Be weary of how your children grow up. The psychology that goes into the making of a serial killer will always be complicated but what happens when two people whom should never meet cross paths?
17-year-old Charlie and his cousin Georgia lead a desolate life in a small town in the UK.
Even at a young age, life does not offer any prospects for the young people in LOON and we witness the transformation of two emotional, disillusioned, soulless characters become another case of 'folie a deaux'.
History is littered with such cases, most famously:
- Bonnie & Clyde
- Ian Brady & Myra Hindley
- Sid & Nancy
- Kurt & Courtney
- Charles Starkweather & Carol Ann Fugate
Films such as Natural Born Killers and We Need To Talk About Kevin have addressed the issue that goes into the making of a murderer. The beauty of Loon is that it takes the primal experimental side Natural Born Killers and the poetic stillness of We Need To Talk About Kevin and transfuses them together.
In LOON you witness the family environment, even by how the NHS is responsible for encouraging the parents to judge their children and label them under the umbrella of a medical condition. But mix it with delusions of grandeur, unrequited love and a lunatic streak, what you get is a ticking time bomb.

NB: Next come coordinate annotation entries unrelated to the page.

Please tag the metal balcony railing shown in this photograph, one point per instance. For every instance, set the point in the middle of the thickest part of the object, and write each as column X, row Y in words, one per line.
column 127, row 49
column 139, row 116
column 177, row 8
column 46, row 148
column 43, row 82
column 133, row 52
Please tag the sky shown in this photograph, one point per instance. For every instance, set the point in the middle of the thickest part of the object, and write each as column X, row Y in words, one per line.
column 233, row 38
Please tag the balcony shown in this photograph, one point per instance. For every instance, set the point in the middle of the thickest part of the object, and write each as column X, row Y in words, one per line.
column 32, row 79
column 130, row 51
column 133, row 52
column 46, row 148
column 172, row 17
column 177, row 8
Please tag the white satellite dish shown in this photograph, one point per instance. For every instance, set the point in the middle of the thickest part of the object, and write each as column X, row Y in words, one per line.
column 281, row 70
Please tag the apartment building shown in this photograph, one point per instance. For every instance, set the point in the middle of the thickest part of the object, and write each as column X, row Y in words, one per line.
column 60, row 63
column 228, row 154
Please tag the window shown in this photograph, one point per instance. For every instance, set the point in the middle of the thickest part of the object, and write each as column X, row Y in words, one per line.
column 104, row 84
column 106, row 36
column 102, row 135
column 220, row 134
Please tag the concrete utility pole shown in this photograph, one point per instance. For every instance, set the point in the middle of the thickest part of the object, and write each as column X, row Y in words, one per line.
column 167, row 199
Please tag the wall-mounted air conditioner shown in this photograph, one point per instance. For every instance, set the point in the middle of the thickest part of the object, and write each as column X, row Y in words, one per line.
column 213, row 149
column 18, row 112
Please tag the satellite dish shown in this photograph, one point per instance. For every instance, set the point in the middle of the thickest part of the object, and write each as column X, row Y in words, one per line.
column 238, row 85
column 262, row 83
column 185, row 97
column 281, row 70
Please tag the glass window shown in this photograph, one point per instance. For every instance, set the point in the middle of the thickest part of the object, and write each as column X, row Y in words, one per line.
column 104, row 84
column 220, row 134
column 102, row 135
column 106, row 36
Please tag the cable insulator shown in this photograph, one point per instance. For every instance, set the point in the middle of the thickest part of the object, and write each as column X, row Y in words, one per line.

Charlie brings to mind lone killers who one day snap and go on an uncontrollable rampage such as Charles Whitman, Mark Chapman and Jodie Foster's stalker John Hinckley Jr. A person can change his home, religion and passion but not his family. What this film understands is the root of what creates a serial killer. The invisible puppet master from your past trauma, pulling the strings that creates new tragedy.
LOON will be release on Halloween, October 31th internationally.